Gee, that's just awful. And who wrote the rules that say how stock options are deducted on tax returns? Why, it's Congress!

And who wrote the rules that make stock options for executive compensation more deductible than cash salaries and bonuses? Why, Congress did that!

And who delayed for years the rules that required companies to make any expense provision on financial statements at all for stock options? Why, Congress again! (Though, in fairness, Sen. Levin supported the expensing requirement)

Maybe if Congress didn't try to make executive compensation decisions that properly belong to public company boards, these problems wouldn't come up so much.

Of course, economic illiteracy is a bipartisan phenomenon. From Tax Notes coverage of the hearings ($link):

Subcommittee ranking minority member Norm Coleman, R-Minn., said the excessive compensation granted to corporate executives through stock options "robs shareholders" and that the current book-tax gap "must narrow."
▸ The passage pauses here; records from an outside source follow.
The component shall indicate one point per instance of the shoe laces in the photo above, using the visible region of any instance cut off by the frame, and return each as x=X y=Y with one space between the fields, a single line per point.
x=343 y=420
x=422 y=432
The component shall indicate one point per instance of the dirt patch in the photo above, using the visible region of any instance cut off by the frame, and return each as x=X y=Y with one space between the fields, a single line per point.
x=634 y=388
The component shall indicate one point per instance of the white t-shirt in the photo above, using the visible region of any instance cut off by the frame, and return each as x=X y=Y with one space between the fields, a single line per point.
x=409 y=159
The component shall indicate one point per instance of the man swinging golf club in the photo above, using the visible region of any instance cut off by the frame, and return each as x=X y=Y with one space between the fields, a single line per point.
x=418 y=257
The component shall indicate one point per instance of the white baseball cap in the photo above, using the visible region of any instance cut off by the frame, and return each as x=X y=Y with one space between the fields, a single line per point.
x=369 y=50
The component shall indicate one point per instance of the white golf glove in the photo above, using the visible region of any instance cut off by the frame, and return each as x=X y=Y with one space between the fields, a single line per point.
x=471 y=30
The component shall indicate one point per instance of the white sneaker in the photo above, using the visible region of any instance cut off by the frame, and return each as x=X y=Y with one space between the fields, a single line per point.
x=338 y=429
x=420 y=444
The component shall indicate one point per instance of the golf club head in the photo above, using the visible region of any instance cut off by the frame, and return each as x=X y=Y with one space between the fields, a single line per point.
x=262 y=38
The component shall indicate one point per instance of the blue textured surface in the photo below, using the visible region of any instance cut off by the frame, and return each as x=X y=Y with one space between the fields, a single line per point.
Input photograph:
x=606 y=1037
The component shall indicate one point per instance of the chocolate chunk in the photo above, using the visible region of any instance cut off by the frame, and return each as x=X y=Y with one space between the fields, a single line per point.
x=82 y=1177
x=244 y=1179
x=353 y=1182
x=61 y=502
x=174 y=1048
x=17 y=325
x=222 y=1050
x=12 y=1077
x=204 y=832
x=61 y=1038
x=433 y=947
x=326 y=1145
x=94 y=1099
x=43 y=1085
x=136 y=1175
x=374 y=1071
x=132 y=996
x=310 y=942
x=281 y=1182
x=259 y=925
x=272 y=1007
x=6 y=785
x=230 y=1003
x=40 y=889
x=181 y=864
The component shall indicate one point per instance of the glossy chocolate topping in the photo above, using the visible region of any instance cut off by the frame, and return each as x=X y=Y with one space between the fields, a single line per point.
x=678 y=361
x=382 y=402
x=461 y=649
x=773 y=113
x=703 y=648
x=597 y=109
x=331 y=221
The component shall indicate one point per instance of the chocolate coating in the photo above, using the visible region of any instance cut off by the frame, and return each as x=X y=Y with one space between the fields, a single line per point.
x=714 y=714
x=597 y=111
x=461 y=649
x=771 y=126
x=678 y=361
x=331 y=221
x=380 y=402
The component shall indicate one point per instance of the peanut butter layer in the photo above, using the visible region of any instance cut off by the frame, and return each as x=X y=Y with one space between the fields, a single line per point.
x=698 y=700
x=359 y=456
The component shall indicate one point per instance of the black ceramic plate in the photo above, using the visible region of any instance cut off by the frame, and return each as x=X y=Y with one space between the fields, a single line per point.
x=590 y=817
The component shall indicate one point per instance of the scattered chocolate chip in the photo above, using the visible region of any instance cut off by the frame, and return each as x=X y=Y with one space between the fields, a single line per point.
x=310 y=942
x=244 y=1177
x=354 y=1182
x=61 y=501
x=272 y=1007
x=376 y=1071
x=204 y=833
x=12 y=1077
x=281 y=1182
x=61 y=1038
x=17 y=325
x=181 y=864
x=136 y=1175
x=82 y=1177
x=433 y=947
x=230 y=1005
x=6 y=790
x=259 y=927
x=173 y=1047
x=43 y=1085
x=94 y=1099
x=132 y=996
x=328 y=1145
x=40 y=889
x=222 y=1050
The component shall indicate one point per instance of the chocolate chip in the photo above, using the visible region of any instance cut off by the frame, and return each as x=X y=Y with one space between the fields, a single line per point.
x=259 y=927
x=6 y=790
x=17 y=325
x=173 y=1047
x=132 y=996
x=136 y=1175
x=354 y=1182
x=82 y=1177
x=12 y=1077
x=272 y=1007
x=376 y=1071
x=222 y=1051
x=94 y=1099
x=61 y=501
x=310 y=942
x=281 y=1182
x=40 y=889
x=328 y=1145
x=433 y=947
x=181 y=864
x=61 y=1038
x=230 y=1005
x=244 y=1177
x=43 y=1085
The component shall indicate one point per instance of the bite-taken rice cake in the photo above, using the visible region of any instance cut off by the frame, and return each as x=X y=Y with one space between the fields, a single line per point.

To remedy this issue and improve the public perception of executive compensation, Congress is also considering a bill that would require public companies to give shareholders an advisory role on its corporate compensation committees, Coleman said.

So paying employees "robs shareholders?" No, not really. Executives work for their money, and they can get fired if they don't produce. For real robbery, think of the billions that public companies must spend pointlessly on lawyers and accountants under the Sarbanes-Oxley rules, and to maneuver through the tax maze created by Mr. Coleman and his congressional colleagues. But good luck getting a congresscritter fired.